The motto of the school is "Hope Lightens Work" (from the Latin version - Spe Labor Levis').

Members of the student council are selected each year, including the Head Girl, Vice Head Girl, House Captains, House Vice Captains, Student Editor and Sub-Editor, USM President and vice-president, Games Captain, Games Vice Captain.

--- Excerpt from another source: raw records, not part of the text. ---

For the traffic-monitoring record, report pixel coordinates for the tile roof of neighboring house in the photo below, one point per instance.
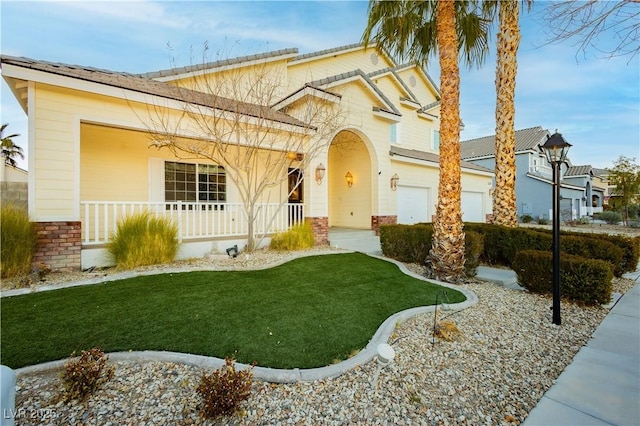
(526, 139)
(435, 158)
(600, 172)
(141, 84)
(221, 63)
(351, 74)
(578, 171)
(409, 65)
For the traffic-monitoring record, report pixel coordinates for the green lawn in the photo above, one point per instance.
(305, 313)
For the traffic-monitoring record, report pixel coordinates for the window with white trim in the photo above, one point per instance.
(204, 183)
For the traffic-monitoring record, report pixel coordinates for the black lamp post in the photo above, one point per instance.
(556, 149)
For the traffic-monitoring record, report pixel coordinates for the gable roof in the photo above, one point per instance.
(434, 158)
(359, 74)
(141, 84)
(392, 71)
(526, 140)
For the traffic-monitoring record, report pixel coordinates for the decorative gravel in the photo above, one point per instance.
(510, 355)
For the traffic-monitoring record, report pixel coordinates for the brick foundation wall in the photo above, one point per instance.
(376, 221)
(59, 245)
(320, 227)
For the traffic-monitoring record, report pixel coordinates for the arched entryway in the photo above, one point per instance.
(350, 181)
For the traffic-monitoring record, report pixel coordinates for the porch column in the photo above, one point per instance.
(320, 228)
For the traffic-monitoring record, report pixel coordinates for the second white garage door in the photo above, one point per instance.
(413, 205)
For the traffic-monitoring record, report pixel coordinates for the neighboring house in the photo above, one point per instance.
(90, 161)
(581, 194)
(13, 185)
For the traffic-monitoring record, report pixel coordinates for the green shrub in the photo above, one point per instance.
(406, 243)
(86, 374)
(18, 241)
(223, 390)
(501, 243)
(592, 248)
(630, 247)
(297, 237)
(142, 239)
(411, 244)
(581, 280)
(526, 218)
(610, 217)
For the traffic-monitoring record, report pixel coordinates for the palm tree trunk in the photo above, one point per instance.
(447, 250)
(504, 199)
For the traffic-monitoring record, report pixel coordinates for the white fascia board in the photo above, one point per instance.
(409, 104)
(222, 68)
(125, 94)
(329, 54)
(477, 172)
(472, 159)
(428, 117)
(387, 116)
(402, 159)
(356, 78)
(307, 91)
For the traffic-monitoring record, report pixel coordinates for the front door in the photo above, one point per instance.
(295, 196)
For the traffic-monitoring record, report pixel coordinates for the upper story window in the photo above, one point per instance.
(394, 133)
(435, 140)
(189, 182)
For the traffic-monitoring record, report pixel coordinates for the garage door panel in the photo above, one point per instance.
(412, 204)
(471, 204)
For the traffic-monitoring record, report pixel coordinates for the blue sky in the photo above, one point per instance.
(593, 102)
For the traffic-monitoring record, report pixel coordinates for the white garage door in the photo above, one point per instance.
(412, 205)
(472, 210)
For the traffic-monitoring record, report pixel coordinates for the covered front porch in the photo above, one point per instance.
(203, 228)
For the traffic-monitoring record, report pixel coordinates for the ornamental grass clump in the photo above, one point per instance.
(143, 239)
(86, 374)
(297, 237)
(18, 241)
(223, 390)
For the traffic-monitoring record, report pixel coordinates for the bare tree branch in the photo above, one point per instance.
(243, 119)
(611, 28)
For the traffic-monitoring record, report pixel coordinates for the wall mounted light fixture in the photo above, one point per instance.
(320, 170)
(394, 181)
(349, 178)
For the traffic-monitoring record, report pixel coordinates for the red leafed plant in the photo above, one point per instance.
(86, 374)
(224, 389)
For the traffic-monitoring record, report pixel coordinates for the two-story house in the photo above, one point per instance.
(91, 161)
(579, 196)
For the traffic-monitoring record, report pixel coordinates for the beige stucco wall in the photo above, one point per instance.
(75, 162)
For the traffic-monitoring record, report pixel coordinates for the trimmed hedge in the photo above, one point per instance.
(502, 243)
(411, 244)
(406, 243)
(582, 280)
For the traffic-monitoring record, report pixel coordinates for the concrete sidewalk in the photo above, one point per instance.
(601, 386)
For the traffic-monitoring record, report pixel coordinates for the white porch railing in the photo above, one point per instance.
(194, 220)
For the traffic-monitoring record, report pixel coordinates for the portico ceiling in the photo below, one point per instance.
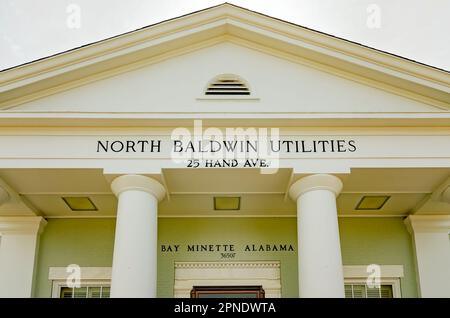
(191, 191)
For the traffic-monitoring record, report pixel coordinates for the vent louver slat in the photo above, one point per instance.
(227, 85)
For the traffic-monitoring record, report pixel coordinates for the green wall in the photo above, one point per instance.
(89, 242)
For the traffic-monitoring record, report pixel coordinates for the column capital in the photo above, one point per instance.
(428, 223)
(136, 182)
(315, 182)
(22, 225)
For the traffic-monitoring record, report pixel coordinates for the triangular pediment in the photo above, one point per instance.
(165, 68)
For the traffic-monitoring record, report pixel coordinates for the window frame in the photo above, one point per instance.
(91, 277)
(393, 282)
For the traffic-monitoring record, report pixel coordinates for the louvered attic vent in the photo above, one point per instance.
(226, 85)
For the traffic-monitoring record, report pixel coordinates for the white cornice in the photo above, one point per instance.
(64, 119)
(167, 39)
(31, 225)
(428, 223)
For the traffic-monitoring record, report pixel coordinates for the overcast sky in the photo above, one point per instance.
(416, 29)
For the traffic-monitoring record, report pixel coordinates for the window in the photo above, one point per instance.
(85, 292)
(227, 292)
(95, 282)
(355, 281)
(363, 291)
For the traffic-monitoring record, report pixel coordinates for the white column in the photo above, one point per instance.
(19, 238)
(135, 249)
(432, 251)
(320, 270)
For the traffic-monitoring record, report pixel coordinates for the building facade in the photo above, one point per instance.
(224, 153)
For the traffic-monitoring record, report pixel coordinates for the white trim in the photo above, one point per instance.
(58, 285)
(264, 273)
(360, 271)
(390, 275)
(90, 276)
(394, 282)
(87, 273)
(29, 225)
(428, 223)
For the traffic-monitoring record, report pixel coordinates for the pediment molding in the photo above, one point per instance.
(205, 28)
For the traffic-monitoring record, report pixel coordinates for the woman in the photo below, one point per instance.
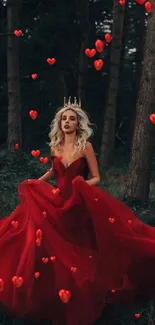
(67, 251)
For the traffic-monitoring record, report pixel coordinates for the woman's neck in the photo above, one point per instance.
(69, 139)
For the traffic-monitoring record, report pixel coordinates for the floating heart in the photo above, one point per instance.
(35, 153)
(43, 160)
(33, 114)
(1, 284)
(55, 191)
(99, 44)
(38, 242)
(140, 2)
(149, 6)
(34, 76)
(39, 233)
(51, 61)
(44, 214)
(108, 38)
(113, 290)
(90, 52)
(37, 275)
(152, 118)
(112, 220)
(137, 315)
(15, 224)
(18, 32)
(64, 295)
(98, 64)
(16, 146)
(17, 281)
(45, 260)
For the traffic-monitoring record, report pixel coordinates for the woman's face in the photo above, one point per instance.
(69, 121)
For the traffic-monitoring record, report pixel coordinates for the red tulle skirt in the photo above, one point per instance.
(91, 246)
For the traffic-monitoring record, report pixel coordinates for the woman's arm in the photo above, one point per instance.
(92, 164)
(47, 176)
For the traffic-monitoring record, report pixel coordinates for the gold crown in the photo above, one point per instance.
(72, 104)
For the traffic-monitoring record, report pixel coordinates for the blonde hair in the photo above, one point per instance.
(84, 130)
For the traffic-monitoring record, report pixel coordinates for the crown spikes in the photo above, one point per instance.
(74, 104)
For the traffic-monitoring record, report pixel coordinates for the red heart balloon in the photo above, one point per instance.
(34, 76)
(35, 153)
(64, 295)
(51, 61)
(17, 281)
(140, 2)
(39, 233)
(55, 190)
(37, 275)
(113, 290)
(99, 45)
(152, 118)
(149, 6)
(98, 64)
(1, 284)
(43, 160)
(122, 2)
(15, 224)
(33, 114)
(45, 260)
(90, 52)
(108, 37)
(137, 315)
(112, 220)
(16, 146)
(18, 32)
(44, 214)
(38, 242)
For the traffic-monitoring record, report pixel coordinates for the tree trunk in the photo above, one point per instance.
(83, 61)
(108, 136)
(138, 178)
(14, 106)
(140, 31)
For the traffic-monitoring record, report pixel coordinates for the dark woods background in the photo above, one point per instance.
(119, 100)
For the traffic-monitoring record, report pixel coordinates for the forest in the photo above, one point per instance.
(103, 52)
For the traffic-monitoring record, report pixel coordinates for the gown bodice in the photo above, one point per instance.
(65, 175)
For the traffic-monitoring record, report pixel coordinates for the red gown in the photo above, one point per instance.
(92, 245)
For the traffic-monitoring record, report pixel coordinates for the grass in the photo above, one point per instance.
(15, 168)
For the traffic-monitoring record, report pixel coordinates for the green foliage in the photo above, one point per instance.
(16, 167)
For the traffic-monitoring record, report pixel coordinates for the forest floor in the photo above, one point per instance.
(15, 168)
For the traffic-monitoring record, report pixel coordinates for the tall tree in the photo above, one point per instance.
(108, 136)
(13, 76)
(138, 178)
(83, 64)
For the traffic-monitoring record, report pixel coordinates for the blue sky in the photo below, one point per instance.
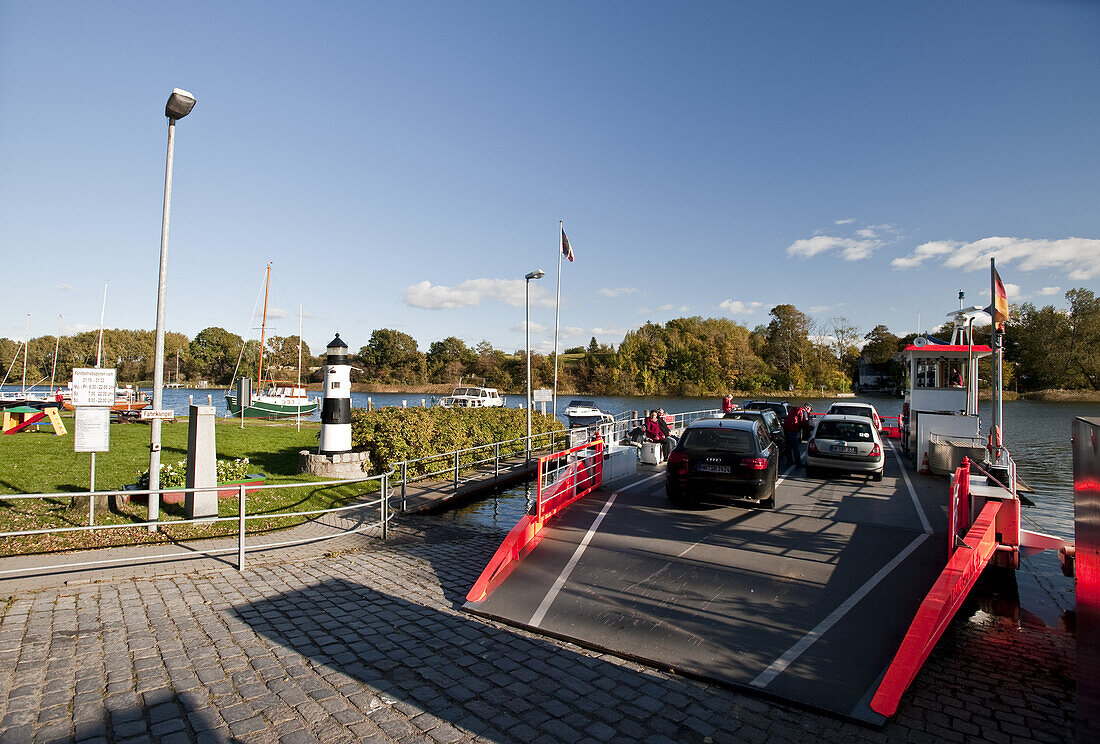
(403, 165)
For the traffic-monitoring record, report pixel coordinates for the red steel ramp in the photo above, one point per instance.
(807, 602)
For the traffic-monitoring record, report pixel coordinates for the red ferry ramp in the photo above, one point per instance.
(807, 602)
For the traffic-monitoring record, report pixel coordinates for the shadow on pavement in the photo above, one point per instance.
(497, 684)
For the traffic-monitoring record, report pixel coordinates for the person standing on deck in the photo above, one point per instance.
(792, 430)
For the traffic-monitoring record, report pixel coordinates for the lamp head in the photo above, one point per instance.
(179, 104)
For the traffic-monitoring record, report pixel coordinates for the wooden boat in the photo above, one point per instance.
(278, 398)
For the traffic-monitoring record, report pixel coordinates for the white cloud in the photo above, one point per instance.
(617, 292)
(471, 293)
(1078, 256)
(848, 248)
(923, 252)
(737, 307)
(536, 327)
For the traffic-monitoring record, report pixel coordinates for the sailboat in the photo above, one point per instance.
(279, 398)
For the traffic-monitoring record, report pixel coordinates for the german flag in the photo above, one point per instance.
(1000, 307)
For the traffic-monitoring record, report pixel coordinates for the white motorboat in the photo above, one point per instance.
(585, 413)
(472, 396)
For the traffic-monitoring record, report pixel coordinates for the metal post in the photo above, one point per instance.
(385, 507)
(154, 455)
(405, 480)
(240, 529)
(527, 335)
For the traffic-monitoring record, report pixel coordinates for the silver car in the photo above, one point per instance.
(849, 444)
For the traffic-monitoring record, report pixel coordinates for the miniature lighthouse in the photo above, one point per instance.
(336, 412)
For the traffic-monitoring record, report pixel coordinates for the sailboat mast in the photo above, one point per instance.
(263, 328)
(57, 342)
(26, 348)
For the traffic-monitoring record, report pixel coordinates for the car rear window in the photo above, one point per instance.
(850, 411)
(844, 430)
(736, 441)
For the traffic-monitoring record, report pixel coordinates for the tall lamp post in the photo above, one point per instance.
(179, 105)
(538, 273)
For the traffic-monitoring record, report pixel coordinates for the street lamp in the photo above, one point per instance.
(179, 105)
(538, 273)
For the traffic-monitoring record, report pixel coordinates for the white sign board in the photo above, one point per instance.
(92, 431)
(92, 386)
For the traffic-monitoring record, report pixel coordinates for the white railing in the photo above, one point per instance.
(242, 517)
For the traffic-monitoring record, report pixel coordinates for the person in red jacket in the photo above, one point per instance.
(727, 403)
(656, 433)
(792, 430)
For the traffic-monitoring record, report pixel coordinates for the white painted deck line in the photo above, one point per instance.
(560, 581)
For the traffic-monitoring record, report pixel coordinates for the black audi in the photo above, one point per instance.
(724, 459)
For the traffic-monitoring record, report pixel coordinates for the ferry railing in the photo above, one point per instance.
(618, 429)
(378, 505)
(562, 478)
(449, 467)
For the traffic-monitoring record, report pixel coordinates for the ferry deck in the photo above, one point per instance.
(806, 602)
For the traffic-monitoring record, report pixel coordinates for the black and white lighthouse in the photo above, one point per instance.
(336, 411)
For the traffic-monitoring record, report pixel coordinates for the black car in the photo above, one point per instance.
(768, 417)
(780, 407)
(725, 459)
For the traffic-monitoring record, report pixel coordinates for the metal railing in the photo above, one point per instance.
(451, 466)
(381, 504)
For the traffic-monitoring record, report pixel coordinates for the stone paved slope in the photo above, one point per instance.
(363, 642)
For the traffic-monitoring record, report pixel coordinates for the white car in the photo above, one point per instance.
(865, 409)
(849, 444)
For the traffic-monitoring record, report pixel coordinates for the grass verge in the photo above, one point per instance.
(41, 462)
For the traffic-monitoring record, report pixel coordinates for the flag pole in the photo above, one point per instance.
(557, 307)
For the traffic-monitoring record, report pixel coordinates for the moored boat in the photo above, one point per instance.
(281, 400)
(465, 395)
(585, 413)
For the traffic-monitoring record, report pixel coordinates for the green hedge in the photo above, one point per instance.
(393, 435)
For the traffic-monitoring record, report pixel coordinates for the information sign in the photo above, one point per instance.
(92, 431)
(92, 386)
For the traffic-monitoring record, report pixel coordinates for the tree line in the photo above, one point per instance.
(1045, 347)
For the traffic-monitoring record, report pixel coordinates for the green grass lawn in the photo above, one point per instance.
(41, 462)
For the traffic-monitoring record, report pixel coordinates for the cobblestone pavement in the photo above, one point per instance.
(366, 644)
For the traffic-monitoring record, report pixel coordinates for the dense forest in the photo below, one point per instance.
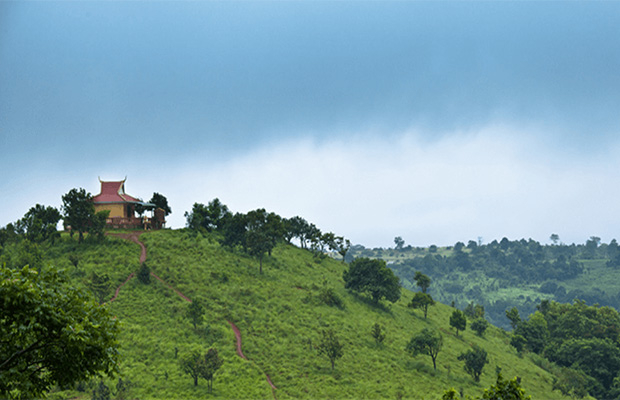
(501, 275)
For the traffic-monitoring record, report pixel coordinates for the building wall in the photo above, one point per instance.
(116, 210)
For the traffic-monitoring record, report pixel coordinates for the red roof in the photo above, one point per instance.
(114, 192)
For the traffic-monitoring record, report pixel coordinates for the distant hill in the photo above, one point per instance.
(504, 274)
(280, 317)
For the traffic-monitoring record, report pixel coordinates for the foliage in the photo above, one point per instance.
(40, 222)
(78, 211)
(422, 281)
(212, 363)
(195, 313)
(52, 333)
(474, 310)
(458, 321)
(421, 301)
(210, 217)
(330, 298)
(330, 346)
(193, 365)
(101, 392)
(505, 390)
(372, 276)
(160, 201)
(513, 316)
(144, 274)
(475, 360)
(427, 342)
(378, 333)
(535, 332)
(479, 325)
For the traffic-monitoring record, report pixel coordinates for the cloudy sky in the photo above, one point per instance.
(434, 121)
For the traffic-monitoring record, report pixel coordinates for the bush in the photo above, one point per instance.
(330, 298)
(144, 274)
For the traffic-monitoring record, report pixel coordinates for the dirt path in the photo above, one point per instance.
(135, 237)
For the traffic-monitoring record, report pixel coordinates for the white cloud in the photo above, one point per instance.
(491, 183)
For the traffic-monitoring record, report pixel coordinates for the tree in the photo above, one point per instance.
(554, 238)
(51, 333)
(458, 321)
(195, 312)
(474, 310)
(479, 325)
(422, 281)
(475, 360)
(259, 237)
(193, 365)
(378, 333)
(421, 301)
(78, 211)
(427, 342)
(40, 223)
(213, 362)
(518, 342)
(341, 246)
(330, 346)
(513, 316)
(505, 390)
(374, 277)
(144, 274)
(160, 201)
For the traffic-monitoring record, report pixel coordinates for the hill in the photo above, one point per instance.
(280, 317)
(506, 274)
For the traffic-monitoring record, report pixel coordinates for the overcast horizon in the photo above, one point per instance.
(434, 121)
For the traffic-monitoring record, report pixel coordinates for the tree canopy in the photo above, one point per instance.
(52, 333)
(427, 342)
(373, 277)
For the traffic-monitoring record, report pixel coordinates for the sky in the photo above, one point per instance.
(436, 121)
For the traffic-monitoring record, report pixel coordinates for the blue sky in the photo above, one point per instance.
(434, 121)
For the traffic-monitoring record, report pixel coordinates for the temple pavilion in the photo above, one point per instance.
(122, 208)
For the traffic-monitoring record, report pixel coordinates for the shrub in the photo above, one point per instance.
(144, 274)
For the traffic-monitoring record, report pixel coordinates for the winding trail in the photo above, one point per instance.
(135, 237)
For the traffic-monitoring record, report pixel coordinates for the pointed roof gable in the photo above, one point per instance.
(113, 192)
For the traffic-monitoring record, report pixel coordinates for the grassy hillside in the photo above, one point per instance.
(280, 319)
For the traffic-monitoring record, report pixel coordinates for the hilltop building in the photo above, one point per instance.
(122, 208)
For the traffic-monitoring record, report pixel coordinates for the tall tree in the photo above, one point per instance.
(513, 316)
(160, 201)
(51, 333)
(212, 362)
(422, 301)
(458, 321)
(78, 211)
(427, 342)
(40, 223)
(193, 365)
(195, 313)
(373, 277)
(422, 281)
(330, 346)
(475, 360)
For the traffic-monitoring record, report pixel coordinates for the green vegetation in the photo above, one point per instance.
(52, 334)
(284, 315)
(504, 274)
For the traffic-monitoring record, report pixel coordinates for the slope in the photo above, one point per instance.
(280, 318)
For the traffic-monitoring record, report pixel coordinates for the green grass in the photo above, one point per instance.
(280, 320)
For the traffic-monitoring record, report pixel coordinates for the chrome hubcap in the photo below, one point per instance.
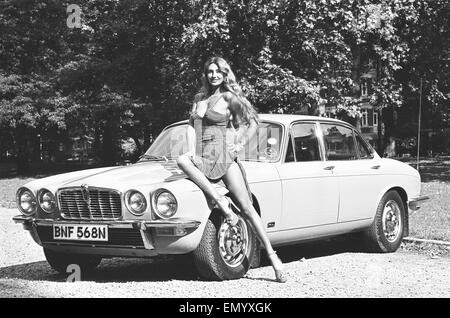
(233, 242)
(391, 220)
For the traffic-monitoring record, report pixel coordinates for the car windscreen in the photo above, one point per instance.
(264, 146)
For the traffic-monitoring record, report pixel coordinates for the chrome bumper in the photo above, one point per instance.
(148, 229)
(414, 203)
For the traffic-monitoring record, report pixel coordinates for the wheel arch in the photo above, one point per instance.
(404, 196)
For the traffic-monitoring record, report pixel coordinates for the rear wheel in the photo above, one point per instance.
(60, 261)
(386, 232)
(225, 252)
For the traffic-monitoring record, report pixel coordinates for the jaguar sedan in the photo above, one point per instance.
(310, 178)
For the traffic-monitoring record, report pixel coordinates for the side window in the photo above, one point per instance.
(363, 150)
(289, 151)
(339, 142)
(306, 145)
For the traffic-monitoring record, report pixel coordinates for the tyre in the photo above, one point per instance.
(225, 252)
(386, 232)
(59, 261)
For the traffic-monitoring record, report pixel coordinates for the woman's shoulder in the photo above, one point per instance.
(228, 96)
(199, 96)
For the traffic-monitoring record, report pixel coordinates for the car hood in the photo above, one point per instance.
(143, 173)
(120, 178)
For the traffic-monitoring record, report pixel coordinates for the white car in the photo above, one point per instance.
(310, 177)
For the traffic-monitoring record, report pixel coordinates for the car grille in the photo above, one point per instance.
(104, 204)
(117, 237)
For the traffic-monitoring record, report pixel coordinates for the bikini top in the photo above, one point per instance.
(211, 116)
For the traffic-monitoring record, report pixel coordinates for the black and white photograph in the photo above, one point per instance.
(224, 155)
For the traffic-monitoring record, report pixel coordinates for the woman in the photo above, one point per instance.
(219, 98)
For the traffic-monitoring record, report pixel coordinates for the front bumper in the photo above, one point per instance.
(414, 203)
(124, 234)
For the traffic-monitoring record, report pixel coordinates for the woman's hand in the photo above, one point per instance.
(236, 147)
(190, 154)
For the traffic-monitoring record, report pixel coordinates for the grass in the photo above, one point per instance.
(431, 221)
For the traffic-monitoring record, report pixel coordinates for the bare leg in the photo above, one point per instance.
(200, 179)
(235, 183)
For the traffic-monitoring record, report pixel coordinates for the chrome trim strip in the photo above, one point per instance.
(142, 225)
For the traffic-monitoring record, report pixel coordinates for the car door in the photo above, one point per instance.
(356, 168)
(310, 193)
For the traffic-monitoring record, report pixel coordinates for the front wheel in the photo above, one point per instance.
(225, 252)
(386, 232)
(60, 261)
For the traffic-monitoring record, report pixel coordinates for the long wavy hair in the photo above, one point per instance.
(245, 112)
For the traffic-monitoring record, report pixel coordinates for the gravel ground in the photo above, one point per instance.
(332, 268)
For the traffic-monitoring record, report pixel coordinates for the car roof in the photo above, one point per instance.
(287, 119)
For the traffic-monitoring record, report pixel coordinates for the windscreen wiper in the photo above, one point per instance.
(151, 158)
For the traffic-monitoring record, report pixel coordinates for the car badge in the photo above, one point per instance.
(85, 194)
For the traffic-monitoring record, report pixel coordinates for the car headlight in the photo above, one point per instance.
(47, 201)
(164, 203)
(135, 202)
(26, 201)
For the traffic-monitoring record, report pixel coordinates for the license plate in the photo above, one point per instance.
(80, 232)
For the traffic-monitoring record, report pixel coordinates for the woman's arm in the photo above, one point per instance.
(244, 135)
(190, 133)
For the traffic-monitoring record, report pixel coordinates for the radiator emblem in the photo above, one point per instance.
(85, 193)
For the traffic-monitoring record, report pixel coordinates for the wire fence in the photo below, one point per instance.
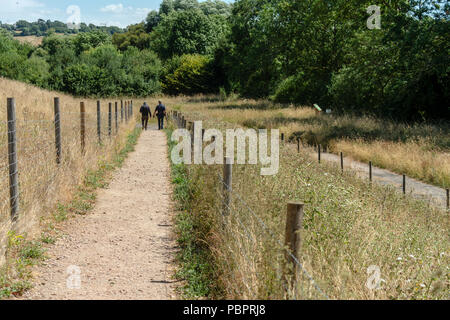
(43, 156)
(259, 245)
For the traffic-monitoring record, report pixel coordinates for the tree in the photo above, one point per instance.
(189, 74)
(136, 36)
(186, 32)
(152, 21)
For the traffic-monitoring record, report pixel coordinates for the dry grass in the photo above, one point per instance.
(348, 226)
(41, 183)
(421, 151)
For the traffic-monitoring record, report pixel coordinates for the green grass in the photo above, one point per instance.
(195, 258)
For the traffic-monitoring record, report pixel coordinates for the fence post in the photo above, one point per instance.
(12, 159)
(82, 126)
(121, 111)
(294, 220)
(227, 185)
(404, 184)
(115, 116)
(318, 151)
(109, 119)
(448, 199)
(99, 128)
(57, 130)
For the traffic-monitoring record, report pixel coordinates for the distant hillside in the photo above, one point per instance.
(43, 28)
(33, 40)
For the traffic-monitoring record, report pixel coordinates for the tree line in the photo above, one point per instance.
(292, 52)
(42, 27)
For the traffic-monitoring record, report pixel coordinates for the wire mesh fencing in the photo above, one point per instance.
(44, 155)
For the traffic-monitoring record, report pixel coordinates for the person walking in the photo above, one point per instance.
(160, 112)
(146, 113)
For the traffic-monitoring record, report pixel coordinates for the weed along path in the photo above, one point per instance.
(123, 249)
(417, 189)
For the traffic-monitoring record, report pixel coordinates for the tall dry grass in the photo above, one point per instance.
(42, 184)
(348, 226)
(421, 151)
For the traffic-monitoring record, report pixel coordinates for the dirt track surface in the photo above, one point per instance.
(124, 247)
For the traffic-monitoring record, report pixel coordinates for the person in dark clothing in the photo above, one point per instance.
(160, 112)
(146, 113)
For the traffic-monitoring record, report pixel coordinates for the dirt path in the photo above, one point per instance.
(123, 248)
(420, 190)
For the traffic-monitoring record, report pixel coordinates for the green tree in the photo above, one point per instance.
(136, 36)
(189, 74)
(186, 32)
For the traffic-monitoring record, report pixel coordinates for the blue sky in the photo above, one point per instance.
(100, 12)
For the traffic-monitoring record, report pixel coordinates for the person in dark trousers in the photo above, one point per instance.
(160, 112)
(146, 113)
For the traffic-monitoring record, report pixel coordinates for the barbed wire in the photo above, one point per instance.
(294, 258)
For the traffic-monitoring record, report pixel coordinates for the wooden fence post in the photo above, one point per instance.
(121, 111)
(227, 185)
(57, 130)
(12, 159)
(404, 184)
(109, 119)
(82, 126)
(448, 199)
(294, 220)
(99, 123)
(116, 117)
(318, 151)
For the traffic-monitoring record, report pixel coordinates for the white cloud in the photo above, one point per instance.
(121, 9)
(114, 8)
(17, 6)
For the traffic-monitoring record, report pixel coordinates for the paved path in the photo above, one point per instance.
(124, 247)
(418, 189)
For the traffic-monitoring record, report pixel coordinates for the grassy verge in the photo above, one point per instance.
(349, 226)
(420, 150)
(23, 253)
(196, 263)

St Mary's celebrated 150 years of its existence in the year 2016.

==Notable alumni==
Throughout its history a sizable number of alumni have become notable in various fields.
- Indira Gandhi, a key 20th-century stateswoman, a central figure of the Indian National Congress party, and to date the only female Prime Minister of India intermittently attended this premier institution until her matriculation in 1934.
- Shubha Mudgal, singer of Hindustani classical music.
- Dr.Deepali Pant Joshi, executive director of Reserve Bank of India.
- Neelum Saran Gour, author, translator, academic and chronicler of various facets of Allahabad city.
- Shahnaz Husain entrepreneur
- Leema Dhar, novelist and poet
- Dr. Shuchi Grover, learning scientist and computer science education researcher
- Nidhi Singh, television and film actor.
- Rita Bahuguna Joshi, politician and ex-cabinet minister in the Government of Uttar Pradesh.
- Aradhana Mishra also known as Mona Misra, politician and member of 17th Legislative Assembly of Uttar Pradesh
- Geetanjali Shree is the first Hindi novelist to receive International Booker Prize in 2022.

==Lucknow==
Another branch of St. Mary's is in RDSO Colony, Manak Nagar, Lucknow, Uttar Pradesh. The principal of the school is Sr. Marina CJ and the manager is Sr. Mariette CJ. The motto of the school is "Efforts Spell Success". Unlike the Prayagraj branch, this branch happens to be a co-educational institute.
The office bearers in this branch include the Head Boy, Head Girl, House captains, Games captains, and class monitors. The class monitors of year 12 acts as the prefects of the college.